Teilw.Erwerbsminderungg im Verhältnis zur Berufsunfähigkeit

von
Lillith

Ich war 2007 -ca. Ende 2009 teilweise erwerbsgemindert und habe in dieser Zeit im Rahmen der 3-6 Stunden-Regelung zunächst angestellt und dann freiberuflich gearbeitet.

Zwischenzeitlich bin ich voll erwebsgeminderet. In diesem Zusammenhang habe ich beim Versorgngswerk meiner freiberuflichen Tätigkeit BU-Rente beantrgt.

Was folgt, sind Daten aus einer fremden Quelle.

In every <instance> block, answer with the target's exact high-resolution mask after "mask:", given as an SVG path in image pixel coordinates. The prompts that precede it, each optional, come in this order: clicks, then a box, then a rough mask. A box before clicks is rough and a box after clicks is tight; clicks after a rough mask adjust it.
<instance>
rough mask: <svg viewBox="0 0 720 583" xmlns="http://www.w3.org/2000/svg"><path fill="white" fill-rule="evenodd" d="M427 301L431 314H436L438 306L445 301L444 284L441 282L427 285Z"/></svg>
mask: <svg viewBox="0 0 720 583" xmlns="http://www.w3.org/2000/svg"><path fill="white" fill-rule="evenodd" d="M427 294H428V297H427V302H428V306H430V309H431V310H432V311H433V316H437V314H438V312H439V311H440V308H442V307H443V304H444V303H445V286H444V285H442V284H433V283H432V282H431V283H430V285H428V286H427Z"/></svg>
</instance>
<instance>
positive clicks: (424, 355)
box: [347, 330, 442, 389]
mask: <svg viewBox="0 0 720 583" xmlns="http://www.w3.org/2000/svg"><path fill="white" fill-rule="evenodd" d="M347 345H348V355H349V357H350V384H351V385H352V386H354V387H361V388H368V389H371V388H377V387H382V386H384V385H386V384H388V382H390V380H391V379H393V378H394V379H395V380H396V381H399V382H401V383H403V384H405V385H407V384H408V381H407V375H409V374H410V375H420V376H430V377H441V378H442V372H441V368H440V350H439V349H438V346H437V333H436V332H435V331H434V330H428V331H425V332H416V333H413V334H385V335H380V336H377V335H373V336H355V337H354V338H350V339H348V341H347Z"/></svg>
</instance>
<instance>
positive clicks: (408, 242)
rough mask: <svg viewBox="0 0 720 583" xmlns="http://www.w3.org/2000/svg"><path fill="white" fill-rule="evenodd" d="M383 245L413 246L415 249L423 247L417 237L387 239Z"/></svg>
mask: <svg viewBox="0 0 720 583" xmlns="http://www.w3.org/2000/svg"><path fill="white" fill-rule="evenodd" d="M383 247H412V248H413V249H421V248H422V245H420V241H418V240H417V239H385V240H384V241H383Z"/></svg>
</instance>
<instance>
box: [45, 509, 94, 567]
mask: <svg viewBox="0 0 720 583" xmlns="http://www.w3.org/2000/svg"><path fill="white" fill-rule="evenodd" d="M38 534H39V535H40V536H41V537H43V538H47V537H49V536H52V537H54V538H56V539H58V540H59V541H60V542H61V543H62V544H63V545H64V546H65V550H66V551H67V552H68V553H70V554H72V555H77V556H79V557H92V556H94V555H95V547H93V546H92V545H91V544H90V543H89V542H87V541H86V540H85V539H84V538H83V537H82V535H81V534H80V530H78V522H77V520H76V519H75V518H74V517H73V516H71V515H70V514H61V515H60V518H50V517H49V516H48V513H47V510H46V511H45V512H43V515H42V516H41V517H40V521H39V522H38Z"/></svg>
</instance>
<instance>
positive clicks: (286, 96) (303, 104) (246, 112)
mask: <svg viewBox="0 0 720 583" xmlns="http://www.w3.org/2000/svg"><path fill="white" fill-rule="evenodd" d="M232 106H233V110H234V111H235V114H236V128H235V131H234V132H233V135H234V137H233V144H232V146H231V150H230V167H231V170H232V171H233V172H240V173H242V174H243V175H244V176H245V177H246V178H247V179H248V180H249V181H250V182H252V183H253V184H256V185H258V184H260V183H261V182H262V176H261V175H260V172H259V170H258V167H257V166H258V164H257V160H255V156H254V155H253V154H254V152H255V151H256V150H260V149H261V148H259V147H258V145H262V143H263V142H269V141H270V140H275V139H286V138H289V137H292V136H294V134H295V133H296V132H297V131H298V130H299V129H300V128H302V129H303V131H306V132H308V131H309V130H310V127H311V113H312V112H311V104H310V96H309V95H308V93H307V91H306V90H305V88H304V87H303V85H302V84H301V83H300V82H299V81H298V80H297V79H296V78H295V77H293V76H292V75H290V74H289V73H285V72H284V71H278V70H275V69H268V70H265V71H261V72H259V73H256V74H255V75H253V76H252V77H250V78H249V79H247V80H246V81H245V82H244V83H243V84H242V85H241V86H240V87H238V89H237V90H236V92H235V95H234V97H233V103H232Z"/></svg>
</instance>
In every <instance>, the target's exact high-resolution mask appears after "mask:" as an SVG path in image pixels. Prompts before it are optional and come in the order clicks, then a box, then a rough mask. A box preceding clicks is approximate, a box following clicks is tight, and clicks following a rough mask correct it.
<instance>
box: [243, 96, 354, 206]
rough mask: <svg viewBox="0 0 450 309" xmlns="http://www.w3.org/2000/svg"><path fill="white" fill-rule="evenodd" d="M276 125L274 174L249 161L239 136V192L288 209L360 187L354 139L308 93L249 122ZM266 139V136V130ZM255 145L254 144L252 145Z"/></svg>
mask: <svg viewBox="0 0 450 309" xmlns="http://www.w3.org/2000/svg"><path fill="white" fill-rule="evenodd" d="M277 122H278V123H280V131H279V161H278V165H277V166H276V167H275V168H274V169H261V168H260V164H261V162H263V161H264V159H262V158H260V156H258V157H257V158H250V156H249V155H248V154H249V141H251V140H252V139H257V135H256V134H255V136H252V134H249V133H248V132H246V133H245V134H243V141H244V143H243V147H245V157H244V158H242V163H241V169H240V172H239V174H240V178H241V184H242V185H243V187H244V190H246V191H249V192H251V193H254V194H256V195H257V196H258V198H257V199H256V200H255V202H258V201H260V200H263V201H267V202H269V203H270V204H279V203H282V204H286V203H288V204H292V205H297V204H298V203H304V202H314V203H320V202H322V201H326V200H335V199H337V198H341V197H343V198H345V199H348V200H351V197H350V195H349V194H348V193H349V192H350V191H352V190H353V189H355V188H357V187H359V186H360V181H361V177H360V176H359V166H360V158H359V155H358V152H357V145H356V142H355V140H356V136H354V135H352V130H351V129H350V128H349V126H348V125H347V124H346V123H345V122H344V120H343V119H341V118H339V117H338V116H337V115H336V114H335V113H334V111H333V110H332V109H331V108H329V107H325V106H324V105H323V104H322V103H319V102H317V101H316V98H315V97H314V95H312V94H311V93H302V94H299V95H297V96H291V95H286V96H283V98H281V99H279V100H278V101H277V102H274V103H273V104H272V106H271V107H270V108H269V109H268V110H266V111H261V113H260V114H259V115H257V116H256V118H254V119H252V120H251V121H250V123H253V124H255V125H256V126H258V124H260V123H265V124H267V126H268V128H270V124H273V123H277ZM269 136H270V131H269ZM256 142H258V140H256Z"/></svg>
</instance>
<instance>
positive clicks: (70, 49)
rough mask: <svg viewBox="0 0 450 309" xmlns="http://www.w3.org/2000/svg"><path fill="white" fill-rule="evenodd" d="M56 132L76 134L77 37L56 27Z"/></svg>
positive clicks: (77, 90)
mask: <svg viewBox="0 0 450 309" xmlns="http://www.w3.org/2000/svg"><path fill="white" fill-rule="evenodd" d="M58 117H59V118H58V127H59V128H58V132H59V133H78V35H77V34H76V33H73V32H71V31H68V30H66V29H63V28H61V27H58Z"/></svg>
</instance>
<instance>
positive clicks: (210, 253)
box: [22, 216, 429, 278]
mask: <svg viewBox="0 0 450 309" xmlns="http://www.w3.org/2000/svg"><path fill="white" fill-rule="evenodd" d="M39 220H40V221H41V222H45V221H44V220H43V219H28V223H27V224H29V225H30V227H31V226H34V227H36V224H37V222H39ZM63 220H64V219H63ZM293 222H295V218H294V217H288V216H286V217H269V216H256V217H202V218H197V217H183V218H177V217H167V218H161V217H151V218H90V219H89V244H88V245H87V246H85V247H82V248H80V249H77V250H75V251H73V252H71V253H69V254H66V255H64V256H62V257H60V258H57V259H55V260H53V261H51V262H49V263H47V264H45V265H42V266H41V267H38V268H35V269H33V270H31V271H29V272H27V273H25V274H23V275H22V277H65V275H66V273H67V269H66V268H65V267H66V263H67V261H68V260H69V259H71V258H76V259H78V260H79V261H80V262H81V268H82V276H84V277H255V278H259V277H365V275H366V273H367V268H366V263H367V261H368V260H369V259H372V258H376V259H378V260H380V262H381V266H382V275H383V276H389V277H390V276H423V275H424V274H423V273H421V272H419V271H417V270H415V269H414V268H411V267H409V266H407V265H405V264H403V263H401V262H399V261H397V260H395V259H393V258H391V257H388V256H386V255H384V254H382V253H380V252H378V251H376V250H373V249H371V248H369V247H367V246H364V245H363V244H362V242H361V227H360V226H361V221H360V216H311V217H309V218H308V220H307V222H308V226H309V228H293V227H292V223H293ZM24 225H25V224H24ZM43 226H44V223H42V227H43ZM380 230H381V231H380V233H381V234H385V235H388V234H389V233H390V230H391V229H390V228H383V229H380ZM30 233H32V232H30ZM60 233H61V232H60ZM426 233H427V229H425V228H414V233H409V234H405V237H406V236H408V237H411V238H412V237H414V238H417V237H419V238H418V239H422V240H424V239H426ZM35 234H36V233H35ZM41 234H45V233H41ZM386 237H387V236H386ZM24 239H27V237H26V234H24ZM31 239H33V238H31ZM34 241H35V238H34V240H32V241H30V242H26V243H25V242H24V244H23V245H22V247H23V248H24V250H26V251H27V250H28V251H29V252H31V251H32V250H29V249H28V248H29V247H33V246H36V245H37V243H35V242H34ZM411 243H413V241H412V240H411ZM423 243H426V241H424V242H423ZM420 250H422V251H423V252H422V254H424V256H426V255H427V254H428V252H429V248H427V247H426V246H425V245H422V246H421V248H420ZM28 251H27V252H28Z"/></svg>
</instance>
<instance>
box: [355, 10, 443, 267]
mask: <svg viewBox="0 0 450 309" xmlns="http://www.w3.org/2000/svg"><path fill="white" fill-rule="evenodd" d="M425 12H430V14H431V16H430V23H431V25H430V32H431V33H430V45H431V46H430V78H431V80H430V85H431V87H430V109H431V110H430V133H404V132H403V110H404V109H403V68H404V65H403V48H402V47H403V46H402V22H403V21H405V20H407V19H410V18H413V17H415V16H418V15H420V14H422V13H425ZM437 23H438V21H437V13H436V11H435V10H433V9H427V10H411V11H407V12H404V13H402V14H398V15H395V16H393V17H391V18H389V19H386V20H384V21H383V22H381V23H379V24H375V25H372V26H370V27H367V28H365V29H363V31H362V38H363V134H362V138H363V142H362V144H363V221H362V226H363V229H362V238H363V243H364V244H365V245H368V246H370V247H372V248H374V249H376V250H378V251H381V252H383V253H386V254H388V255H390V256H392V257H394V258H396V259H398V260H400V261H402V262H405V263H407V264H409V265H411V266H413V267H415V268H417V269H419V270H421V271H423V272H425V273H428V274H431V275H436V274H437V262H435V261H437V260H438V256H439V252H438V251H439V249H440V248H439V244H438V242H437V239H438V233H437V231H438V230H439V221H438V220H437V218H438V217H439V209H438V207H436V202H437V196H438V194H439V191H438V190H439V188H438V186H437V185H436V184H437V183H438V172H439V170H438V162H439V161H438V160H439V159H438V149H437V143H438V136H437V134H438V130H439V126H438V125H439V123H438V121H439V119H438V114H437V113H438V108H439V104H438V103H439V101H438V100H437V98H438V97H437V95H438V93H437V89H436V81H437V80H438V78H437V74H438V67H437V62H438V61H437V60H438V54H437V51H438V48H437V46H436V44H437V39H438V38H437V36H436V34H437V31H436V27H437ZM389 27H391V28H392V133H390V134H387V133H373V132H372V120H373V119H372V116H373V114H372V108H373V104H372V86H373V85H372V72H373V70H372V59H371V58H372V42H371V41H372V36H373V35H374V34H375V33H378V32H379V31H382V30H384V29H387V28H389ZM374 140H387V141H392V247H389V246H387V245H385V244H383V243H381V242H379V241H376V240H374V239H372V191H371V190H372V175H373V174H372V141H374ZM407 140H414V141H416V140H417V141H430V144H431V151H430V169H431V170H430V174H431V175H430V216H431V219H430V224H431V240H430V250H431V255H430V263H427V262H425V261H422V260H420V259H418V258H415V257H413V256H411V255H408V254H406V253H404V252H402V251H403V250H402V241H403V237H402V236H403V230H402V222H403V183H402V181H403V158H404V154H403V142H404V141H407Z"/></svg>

Diese BU-Rente wurde mir nun abgelehnt mit der Begründung, ich hätte gar nicht Mitglied werden knnen, da ich bereits mit der teilweisen Erwerbsminderung auch berufsunfähig gewesen wäree, also seit 2007.

Frage: Ist dies tatsächlich os, daß bei von der Dt. RV festgestellten Arbeitsfähigkeit von unter 6 Stunden automatisch Berufsunfähigkeit gegeben ist ??

Frage 2: Wo finde ich Voraussetzungen /Kriterien für BU ?

Frage 3: Gibt es allgemiengültige Kriterien, oder haben die Rentenanstalt und die Versorgungswerke bzw. Versicherungen unterschiedliche Definitionen von BU ?

von
Schade

Frage 1:
Nein aus der teilweisen Erwerbsminderung kann man nicht automatisch darauf schließen, dass Sie auch berufsunfähig sind. Ob Berufsunfähigkeit geprüft wurde oder überhaupt vorliegt, kann Ihnen allenfalls Ihre Sachbearbeitung beim RV Träger mitteilen. Sie könnten auch ohne einen erlernten Beruf zu haben (= eine Vorraussetzung für BU) so eingeschränkt sein, dass Sie nur noch 3-6 Stunden arbeiten können (=teilweise Erwerbsminderung).

Frage 2:
Für die RV finden Sie die Begriffe im Sozialgesetzbuch, bzw. den dazu im Lauf der Jahre entwickelten Arbeitsanweisungen, etc.

Für das Versorgungswerk müssen Sie dessen Satzungen bemühen.

Frage 3:
Ob Ihr Versorgungswerk eine BU Entscheidung der DRV übernimmt, müssen Sie beim Versorgungswerk nachfragen, ebenso wie das Versorgungswerk eine BU feststellt, falls die DRV dazu gar keine Aussagen macht, bzw. machen muss.